Sounds plausible. That backup dataset however does not change much – maybe that was a contributing factor.

I wish there was a way to not report harmless failures like that in the UI – seeing “check failed” is a bit unnerving.

Would that be remedied by running prune before check? It feels that its better to first check and then prune, no?

Add the -fossils option to the check job and this kind of errors won’t happen again. Maybe -fossils should be the default?

2 Likes

It might make sense to do that by default.

My understanding is that since fossilization is an inherent part of designs the state where a chunk refers to a fossil is not an exception or error but an expected behavior.

Therefore the datastore is not in a bad state — and hence the check should succeed.

I’m not 100% sure about this but it seems this way.

I’ve always wondered why -fossils is an option in the first place - why wouldn’t it be a good idea to always check for fossils if its non-fossil counterpart couldn’t be found?

Likewise, where would it be a bad idea to always run check with -resurrect too?
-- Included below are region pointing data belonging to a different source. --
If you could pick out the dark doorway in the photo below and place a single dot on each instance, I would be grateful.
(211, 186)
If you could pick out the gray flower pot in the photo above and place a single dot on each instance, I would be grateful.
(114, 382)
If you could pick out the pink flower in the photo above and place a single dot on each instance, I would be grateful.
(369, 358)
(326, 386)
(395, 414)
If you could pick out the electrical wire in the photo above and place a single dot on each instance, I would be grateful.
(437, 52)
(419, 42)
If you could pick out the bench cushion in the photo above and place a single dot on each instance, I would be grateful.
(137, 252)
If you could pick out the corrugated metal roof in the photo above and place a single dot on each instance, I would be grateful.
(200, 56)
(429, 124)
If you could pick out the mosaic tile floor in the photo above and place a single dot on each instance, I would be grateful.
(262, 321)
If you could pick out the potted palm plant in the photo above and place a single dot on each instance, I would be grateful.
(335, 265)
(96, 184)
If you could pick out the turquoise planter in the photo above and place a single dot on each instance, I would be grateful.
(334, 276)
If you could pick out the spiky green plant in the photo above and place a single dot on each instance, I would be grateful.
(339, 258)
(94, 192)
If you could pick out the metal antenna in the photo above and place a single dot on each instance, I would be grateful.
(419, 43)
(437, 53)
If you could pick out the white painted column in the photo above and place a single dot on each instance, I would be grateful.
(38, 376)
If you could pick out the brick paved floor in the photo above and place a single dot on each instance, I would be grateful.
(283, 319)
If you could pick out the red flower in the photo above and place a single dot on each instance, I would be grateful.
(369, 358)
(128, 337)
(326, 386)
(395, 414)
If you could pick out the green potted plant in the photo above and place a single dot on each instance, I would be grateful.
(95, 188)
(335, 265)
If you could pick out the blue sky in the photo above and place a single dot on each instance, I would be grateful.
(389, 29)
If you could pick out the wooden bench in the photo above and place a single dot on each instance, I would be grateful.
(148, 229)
Should it be avoided when running other jobs, and that’s why it’s an option?

1 Like

I saw this same scenario and was quite worried when I saw the “chunk does not exist” message until I came across this point.

I’m going to be using the --fossils option from now on, but I would vote for it being the default as that would reduce warning messages that don’t require action.